Scheduler
The application lets you build workflows and then schedule them to run regularly automatically.
A monitoring interface shows the progress, logs and allow actions like pausing or stopping jobs.
The Oozie Editor/Dashboard application allows you to define Oozie
workflow, coordinator, and bundle applications, run workflow,
coordinator, and bundle jobs, and view the status of jobs. For
information about Oozie, see Oozie
Documentation.
A workflow application is a collection of actions arranged in a directed
acyclic graph (DAG). It includes two types of nodes:
- Control flow - start, end, fork, join, decision, and kill
- Action - Jobs
A coordinator application allows you to define and execute recurrent and
interdependent workflow jobs. The coordinator application defines the
conditions under which the execution of workflows can occur.
A bundle application allows you to batch a set of coordinator
applications.
Workflows
In the Workflow Editor you can easily perform operations on Oozie action
and control nodes.
Action Nodes
The Workflow Editor supports dragging and dropping action nodes. As you
move the action over other actions and forks, highlights indicate active
areas. If there are actions in the workflow, the active areas are the
actions themselves and the areas above and below the actions. If you
drop an action on an existing action, a fork and join is added to the
workflow.
- The action is opened in the Edit Node screen.
- Edit the action properties and click Done. The action is added
to the end of the workflow.
- Delete an action by clicking the Trash button.
- Edit an action by clicking the Edit button.
- Change the position of an action by left-clicking and dragging an
action to a new location.
Control Nodes
- Create a fork and join by dropping an action on top of another
action.
- Remove a fork and join by dragging a forked action and dropping it
above the fork.
- Convert a fork to a decision by clicking the
Fork button.
- To edit a decision:
- Click the Edit button.
- Fill in the predicates that determine which action to perform
and select the default action from the drop-down list.
- Click Done.
Note: worfklows.xml and their job.properties
cab also directly be selected and executed via the File Browser.
Schedules
In Coordinator Manager you create Oozie coordinator applications and
submit them for execution.
Editing a Coordinator
In the Coordinator Editor you specify coordinator properties and the
datasets on which the workflow scheduled by the coordinator will operate
by stepping through screens in a wizard. You can also advance to
particular steps and revisit steps by clicking the Step “tabs” above the
screens. The following instructions walk you through the wizard.
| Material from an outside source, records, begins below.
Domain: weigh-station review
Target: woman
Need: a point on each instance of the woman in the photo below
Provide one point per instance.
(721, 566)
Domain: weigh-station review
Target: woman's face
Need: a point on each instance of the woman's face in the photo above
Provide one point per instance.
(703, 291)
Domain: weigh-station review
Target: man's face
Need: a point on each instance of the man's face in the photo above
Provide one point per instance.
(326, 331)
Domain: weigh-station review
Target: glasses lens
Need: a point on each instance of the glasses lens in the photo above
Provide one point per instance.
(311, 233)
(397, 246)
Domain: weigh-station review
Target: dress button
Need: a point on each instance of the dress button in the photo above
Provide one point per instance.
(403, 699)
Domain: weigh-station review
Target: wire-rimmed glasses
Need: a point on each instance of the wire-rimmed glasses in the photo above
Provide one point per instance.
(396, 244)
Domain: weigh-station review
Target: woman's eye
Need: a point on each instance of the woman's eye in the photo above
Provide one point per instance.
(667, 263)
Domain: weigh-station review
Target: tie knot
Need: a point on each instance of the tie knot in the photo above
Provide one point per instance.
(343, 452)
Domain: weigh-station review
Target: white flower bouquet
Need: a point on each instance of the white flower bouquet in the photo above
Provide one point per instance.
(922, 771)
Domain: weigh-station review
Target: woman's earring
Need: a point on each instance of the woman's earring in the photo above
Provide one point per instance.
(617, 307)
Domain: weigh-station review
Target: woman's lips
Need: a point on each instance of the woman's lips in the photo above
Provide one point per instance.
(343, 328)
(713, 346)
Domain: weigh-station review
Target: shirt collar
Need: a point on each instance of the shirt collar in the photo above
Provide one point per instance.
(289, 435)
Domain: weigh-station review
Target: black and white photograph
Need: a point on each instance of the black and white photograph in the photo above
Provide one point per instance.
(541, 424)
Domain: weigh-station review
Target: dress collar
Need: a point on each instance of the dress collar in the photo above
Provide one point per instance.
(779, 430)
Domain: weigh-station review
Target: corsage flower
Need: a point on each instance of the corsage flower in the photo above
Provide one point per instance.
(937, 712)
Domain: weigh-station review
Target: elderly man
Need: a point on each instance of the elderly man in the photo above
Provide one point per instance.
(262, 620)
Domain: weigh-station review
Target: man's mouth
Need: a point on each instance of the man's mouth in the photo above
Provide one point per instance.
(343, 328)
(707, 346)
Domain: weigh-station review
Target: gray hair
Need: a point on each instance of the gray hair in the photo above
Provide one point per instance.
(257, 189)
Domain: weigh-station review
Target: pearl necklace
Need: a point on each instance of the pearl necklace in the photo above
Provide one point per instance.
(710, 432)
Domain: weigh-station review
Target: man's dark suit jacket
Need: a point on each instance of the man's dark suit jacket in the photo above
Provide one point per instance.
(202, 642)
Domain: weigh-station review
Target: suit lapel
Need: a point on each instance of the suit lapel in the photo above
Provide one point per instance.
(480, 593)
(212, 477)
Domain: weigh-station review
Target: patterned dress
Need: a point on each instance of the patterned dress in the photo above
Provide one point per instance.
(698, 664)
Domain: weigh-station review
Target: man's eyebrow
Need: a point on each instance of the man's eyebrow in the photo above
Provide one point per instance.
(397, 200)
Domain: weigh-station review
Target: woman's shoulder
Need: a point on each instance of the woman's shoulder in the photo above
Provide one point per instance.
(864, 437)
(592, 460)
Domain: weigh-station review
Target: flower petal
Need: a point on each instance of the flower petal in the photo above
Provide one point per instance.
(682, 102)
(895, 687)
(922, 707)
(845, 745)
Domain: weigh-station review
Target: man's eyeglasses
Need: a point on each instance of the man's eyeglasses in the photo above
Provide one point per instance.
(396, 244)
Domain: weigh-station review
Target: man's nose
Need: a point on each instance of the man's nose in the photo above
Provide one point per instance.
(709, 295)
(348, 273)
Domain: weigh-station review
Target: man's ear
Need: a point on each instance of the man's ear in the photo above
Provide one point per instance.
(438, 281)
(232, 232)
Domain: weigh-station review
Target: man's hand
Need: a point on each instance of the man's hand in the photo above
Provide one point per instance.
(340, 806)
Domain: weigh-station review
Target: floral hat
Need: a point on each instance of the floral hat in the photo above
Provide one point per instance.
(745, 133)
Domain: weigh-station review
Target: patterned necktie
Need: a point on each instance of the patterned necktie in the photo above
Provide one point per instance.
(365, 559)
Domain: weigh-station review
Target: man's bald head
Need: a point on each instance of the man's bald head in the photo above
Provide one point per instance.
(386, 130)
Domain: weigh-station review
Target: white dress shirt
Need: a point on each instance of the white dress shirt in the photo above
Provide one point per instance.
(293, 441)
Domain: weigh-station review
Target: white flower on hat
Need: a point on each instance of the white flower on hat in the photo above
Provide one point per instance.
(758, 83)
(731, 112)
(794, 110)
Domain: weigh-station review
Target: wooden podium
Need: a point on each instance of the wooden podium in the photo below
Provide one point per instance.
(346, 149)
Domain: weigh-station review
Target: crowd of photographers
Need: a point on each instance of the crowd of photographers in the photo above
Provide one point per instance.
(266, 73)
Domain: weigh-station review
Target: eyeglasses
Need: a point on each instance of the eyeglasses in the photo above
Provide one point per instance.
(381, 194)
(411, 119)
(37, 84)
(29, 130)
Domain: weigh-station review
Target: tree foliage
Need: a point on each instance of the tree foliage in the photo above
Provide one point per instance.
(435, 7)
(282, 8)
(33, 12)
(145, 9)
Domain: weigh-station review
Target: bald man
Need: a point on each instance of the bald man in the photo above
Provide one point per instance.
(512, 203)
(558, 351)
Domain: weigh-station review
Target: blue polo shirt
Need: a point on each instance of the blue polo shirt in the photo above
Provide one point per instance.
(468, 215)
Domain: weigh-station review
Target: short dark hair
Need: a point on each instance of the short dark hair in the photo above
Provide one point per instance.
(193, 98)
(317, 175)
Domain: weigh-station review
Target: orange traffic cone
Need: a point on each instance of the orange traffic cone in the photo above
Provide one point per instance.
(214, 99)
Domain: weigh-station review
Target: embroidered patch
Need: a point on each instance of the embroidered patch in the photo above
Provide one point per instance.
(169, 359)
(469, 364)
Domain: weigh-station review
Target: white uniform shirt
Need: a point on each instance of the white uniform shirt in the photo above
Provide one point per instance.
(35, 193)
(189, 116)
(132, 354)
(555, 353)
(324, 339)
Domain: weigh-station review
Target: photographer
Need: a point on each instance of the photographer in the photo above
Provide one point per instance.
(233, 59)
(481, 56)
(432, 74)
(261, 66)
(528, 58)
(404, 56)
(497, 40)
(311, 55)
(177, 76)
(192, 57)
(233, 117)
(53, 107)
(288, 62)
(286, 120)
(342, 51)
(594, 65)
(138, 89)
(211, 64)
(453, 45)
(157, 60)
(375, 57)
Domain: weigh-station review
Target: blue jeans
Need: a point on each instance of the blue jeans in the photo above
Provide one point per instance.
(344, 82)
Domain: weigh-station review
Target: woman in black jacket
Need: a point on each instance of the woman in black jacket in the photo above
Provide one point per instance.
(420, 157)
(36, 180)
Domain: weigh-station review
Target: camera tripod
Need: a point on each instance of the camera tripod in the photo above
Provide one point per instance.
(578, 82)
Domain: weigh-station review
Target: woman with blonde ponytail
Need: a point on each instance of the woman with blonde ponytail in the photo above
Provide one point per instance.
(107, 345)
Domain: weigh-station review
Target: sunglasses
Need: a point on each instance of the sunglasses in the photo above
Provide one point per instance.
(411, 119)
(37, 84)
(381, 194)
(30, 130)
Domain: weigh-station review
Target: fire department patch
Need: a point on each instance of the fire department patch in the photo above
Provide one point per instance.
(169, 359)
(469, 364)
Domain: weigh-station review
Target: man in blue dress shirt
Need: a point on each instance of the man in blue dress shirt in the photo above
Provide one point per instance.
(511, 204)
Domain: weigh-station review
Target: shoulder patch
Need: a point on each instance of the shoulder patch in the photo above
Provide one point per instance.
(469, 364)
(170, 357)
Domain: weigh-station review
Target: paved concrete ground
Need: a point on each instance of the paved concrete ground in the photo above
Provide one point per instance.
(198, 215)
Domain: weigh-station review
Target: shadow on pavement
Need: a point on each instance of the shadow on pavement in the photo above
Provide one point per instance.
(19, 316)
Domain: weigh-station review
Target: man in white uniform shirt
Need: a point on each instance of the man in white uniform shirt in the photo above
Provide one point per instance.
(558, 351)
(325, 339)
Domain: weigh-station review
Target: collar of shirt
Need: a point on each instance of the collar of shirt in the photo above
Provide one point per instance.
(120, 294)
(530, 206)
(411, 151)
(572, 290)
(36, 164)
- Type a name, select the workflow, check the Is shared checkbox
to share the job, and click Next. If the Coordinator Editor was
opened after scheduling a workflow, the workflow will be set.
- Select how many times the coordinator will run for each specified
unit, the start and end times of the coordinator, the timezone of
the start and end times, and click Next. Times must be expressed
as UTC times. For example, to run at 10 pm PST, specify a start time
of 6 am UTC of the following day (+8 hours) and set the Timezone
field to America/Los_Angeles.
- Click Add to select an input dataset and click Next. If no
datasets exist, follow the procedure in Creating a
Dataset.
- Click Add to select an output dataset. Click Save
coordinator or click Next to specify advanced settings.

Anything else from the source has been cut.